Today, I had the inspired idea to wake up early (on my one day to sleep in), turn on my computer and write before having breakfast.
I quickly discovered that this scenario might have some problems after hitting snooze twice and reluctantly rolling out of bed thirty minutes after my planned writing rendezvous.
I wasn’t encouraged after staring at my computer screen for twenty minutes without having written anything I liked.
After 30 minutes, I started to warm up, but by then, I was getting distracted by the Publix blueberry muffins sitting on the table. I gave up.
Perhaps you are thinking: This writer is such a slacker.
Actually, I am a very task- and goal-driven person. Right now, there are at least three lists on my desk, and I’m happily scratching away at them as the day progresses.
I realize that writers can become guilty of making excuses and letting their writing schedules start to slip, but that’s not the point of this post. In fact, I decided to try this morning’s exercise because I had already met my weekly writing goal and wanted to experiment a little.

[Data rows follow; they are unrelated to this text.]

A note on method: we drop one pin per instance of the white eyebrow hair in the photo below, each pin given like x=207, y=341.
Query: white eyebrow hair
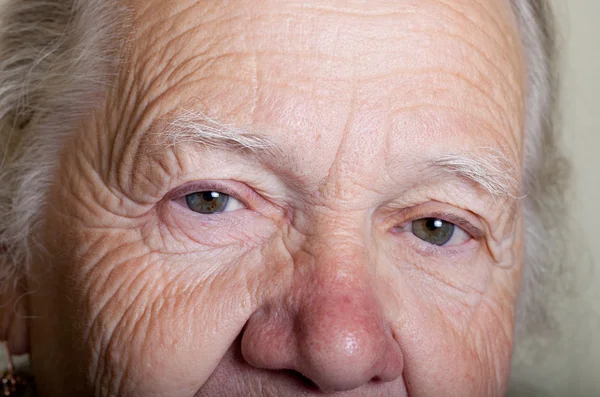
x=191, y=127
x=490, y=169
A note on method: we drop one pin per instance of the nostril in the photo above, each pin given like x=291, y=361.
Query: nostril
x=303, y=381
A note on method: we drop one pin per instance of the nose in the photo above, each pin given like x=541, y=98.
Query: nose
x=330, y=328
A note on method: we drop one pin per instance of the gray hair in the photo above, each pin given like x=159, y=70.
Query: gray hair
x=56, y=56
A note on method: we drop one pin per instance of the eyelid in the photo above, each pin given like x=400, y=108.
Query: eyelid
x=217, y=186
x=474, y=231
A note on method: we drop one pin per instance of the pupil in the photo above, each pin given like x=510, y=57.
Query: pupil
x=434, y=224
x=209, y=196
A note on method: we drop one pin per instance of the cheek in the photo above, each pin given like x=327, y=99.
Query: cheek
x=153, y=321
x=455, y=317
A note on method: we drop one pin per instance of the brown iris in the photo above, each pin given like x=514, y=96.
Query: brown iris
x=207, y=202
x=432, y=230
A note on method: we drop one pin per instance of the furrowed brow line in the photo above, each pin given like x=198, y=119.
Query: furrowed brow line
x=194, y=128
x=491, y=170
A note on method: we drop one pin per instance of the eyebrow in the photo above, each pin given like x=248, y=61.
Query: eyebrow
x=196, y=128
x=489, y=168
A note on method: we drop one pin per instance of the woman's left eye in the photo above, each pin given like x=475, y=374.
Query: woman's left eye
x=212, y=202
x=438, y=232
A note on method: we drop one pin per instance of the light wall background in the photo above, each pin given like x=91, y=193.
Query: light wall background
x=576, y=371
x=573, y=368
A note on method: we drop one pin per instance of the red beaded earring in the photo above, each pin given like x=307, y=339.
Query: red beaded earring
x=12, y=384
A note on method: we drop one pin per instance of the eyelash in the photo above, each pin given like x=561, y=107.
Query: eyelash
x=475, y=233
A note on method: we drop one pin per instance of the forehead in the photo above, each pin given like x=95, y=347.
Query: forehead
x=421, y=74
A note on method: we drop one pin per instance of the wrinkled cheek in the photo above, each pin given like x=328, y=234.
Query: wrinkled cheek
x=165, y=329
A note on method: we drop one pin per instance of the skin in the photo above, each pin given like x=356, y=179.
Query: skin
x=315, y=286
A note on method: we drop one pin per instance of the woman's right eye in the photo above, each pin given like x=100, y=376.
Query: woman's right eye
x=212, y=202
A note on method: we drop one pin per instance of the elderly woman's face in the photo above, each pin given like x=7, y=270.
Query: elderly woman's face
x=289, y=198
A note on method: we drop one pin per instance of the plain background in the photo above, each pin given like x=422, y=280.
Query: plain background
x=573, y=369
x=577, y=372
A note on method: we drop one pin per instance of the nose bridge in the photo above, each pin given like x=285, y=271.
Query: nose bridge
x=342, y=335
x=330, y=325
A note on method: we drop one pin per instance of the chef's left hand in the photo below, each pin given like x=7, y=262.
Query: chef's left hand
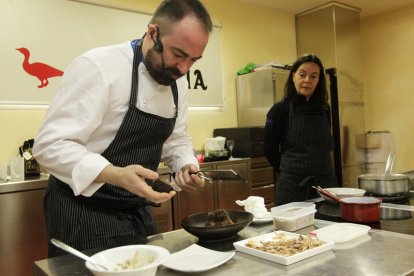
x=187, y=179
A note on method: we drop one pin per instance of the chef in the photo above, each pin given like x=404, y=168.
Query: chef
x=298, y=140
x=119, y=111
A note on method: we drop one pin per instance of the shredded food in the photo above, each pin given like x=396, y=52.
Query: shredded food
x=133, y=263
x=285, y=246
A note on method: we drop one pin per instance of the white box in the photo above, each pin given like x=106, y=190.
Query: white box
x=293, y=216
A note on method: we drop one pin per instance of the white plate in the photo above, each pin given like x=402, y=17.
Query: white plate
x=197, y=259
x=285, y=260
x=266, y=218
x=342, y=232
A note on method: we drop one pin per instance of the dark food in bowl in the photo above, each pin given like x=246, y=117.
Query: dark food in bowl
x=196, y=225
x=218, y=217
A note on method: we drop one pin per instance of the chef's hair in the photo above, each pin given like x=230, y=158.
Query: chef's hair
x=320, y=96
x=173, y=11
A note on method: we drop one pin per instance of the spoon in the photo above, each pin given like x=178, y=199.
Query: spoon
x=389, y=164
x=77, y=253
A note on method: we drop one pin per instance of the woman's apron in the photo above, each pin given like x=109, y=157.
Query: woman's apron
x=306, y=159
x=112, y=216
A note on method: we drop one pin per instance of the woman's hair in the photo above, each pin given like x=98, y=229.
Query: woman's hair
x=320, y=96
x=173, y=11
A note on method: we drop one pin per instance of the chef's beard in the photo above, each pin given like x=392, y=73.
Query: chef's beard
x=161, y=74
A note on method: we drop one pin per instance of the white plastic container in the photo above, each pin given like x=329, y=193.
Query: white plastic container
x=293, y=216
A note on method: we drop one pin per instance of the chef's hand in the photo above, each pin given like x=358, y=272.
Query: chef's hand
x=187, y=179
x=132, y=178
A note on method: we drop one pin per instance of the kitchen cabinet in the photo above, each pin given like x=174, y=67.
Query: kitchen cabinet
x=263, y=180
x=219, y=194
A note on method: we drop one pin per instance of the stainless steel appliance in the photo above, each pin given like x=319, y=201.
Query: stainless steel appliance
x=256, y=93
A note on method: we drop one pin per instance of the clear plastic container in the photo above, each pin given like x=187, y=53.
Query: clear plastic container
x=293, y=216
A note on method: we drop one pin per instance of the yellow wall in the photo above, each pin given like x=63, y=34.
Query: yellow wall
x=249, y=34
x=388, y=66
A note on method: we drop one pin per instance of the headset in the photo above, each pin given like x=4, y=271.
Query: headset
x=157, y=42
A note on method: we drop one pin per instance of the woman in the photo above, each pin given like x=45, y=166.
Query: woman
x=298, y=141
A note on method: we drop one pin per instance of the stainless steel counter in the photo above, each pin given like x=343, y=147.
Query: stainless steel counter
x=382, y=253
x=32, y=183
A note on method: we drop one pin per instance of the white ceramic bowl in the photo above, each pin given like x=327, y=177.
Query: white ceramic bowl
x=148, y=258
x=343, y=192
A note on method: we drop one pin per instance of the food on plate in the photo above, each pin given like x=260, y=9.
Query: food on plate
x=218, y=217
x=133, y=263
x=285, y=246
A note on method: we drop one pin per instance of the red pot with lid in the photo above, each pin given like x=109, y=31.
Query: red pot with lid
x=360, y=209
x=363, y=209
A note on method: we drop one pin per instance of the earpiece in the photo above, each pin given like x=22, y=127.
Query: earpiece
x=157, y=42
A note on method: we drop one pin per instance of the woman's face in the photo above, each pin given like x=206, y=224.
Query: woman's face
x=306, y=79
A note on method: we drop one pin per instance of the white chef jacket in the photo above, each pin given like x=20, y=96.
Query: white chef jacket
x=88, y=110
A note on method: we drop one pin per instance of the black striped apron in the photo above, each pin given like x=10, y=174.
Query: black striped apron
x=112, y=216
x=306, y=160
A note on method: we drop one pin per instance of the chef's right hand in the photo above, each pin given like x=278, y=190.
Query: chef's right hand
x=132, y=178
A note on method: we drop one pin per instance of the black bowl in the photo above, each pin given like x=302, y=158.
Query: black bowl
x=196, y=225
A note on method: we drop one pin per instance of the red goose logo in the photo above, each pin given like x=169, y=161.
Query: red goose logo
x=39, y=70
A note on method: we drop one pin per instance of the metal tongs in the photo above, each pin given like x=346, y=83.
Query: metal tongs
x=217, y=175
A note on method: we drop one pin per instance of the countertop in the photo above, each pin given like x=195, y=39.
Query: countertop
x=380, y=253
x=31, y=183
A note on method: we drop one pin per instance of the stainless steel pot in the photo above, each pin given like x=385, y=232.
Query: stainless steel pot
x=384, y=185
x=387, y=184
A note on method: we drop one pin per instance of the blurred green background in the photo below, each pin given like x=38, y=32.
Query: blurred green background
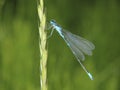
x=95, y=20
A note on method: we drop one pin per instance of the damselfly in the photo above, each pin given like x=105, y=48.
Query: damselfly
x=78, y=45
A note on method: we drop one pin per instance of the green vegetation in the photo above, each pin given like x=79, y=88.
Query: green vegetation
x=95, y=20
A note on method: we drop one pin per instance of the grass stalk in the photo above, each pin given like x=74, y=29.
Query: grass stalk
x=42, y=45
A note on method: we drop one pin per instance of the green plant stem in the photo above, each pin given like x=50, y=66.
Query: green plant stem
x=42, y=45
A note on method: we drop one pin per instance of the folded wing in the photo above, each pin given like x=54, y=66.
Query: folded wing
x=78, y=45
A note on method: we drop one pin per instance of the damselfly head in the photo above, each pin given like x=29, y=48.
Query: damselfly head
x=52, y=22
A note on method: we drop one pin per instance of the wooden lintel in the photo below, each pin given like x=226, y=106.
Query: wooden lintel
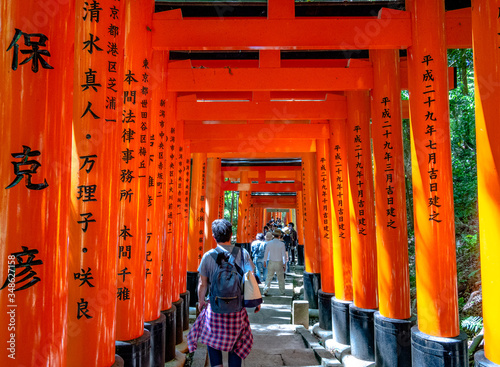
x=391, y=30
x=274, y=187
x=256, y=134
x=267, y=79
x=265, y=110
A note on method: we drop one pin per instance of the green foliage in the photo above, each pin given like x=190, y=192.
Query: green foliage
x=472, y=324
x=463, y=143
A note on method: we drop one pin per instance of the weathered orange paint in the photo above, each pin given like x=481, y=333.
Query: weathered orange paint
x=214, y=182
x=133, y=175
x=390, y=195
x=310, y=214
x=167, y=113
x=342, y=263
x=195, y=248
x=486, y=27
x=36, y=110
x=437, y=298
x=363, y=246
x=156, y=193
x=325, y=215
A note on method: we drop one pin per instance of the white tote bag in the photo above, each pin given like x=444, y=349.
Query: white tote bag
x=251, y=291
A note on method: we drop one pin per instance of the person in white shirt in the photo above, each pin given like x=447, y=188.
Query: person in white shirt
x=276, y=254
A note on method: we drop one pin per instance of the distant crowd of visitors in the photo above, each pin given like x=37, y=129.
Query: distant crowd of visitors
x=273, y=251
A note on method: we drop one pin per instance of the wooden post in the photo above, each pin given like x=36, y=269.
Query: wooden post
x=35, y=167
x=486, y=43
x=364, y=251
x=340, y=220
x=325, y=215
x=390, y=197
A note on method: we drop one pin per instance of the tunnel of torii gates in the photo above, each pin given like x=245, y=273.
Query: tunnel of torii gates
x=115, y=156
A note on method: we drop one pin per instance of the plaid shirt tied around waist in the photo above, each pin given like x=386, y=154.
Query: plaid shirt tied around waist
x=222, y=331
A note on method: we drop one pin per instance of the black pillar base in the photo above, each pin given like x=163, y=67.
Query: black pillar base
x=170, y=333
x=392, y=342
x=341, y=326
x=300, y=255
x=158, y=335
x=185, y=316
x=480, y=360
x=432, y=351
x=325, y=310
x=312, y=284
x=118, y=361
x=362, y=333
x=135, y=353
x=192, y=287
x=179, y=322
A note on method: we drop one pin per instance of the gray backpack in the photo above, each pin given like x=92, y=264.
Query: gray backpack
x=226, y=283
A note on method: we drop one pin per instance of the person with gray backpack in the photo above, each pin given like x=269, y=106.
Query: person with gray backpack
x=223, y=324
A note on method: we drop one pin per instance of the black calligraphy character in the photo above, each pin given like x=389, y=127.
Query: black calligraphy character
x=428, y=76
x=87, y=192
x=84, y=277
x=87, y=110
x=90, y=80
x=123, y=294
x=127, y=155
x=83, y=309
x=86, y=221
x=125, y=233
x=94, y=11
x=126, y=175
x=430, y=116
x=124, y=273
x=126, y=194
x=31, y=168
x=112, y=48
x=91, y=44
x=88, y=161
x=385, y=100
x=35, y=52
x=114, y=12
x=113, y=30
x=27, y=264
x=427, y=59
x=111, y=103
x=128, y=135
x=129, y=77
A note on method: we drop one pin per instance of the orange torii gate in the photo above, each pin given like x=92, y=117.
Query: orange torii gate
x=67, y=145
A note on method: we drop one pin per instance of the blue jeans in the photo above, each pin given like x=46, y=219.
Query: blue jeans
x=215, y=357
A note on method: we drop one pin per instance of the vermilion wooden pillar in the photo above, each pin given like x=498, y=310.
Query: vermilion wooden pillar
x=214, y=183
x=437, y=298
x=165, y=114
x=185, y=212
x=242, y=210
x=35, y=135
x=432, y=178
x=341, y=218
x=325, y=215
x=485, y=26
x=362, y=212
x=364, y=252
x=196, y=219
x=326, y=232
x=133, y=174
x=312, y=277
x=195, y=250
x=390, y=199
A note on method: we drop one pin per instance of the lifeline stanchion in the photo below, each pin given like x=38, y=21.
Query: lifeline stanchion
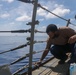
x=32, y=36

And what I learned is that I must clear away distractions before I can fully give myself to writing. The blueberry muffins were a distraction to my empty stomach. My unstarted lists were a distraction to my task-oriented mind. Before I could settle into my writing zone, I needed to tend to these distractions first.
Maybe some people actually work better with lots of things going on simultaneously. Everyone is different.
The moral of the story is in the title. It’s good to try new things – like a new writing schedule – but if you discover something doesn’t work, don’t waste your time. Just get back on your game, and stick to the writing routine that works for you.
For me, that means early mornings on Saturdays are probably out.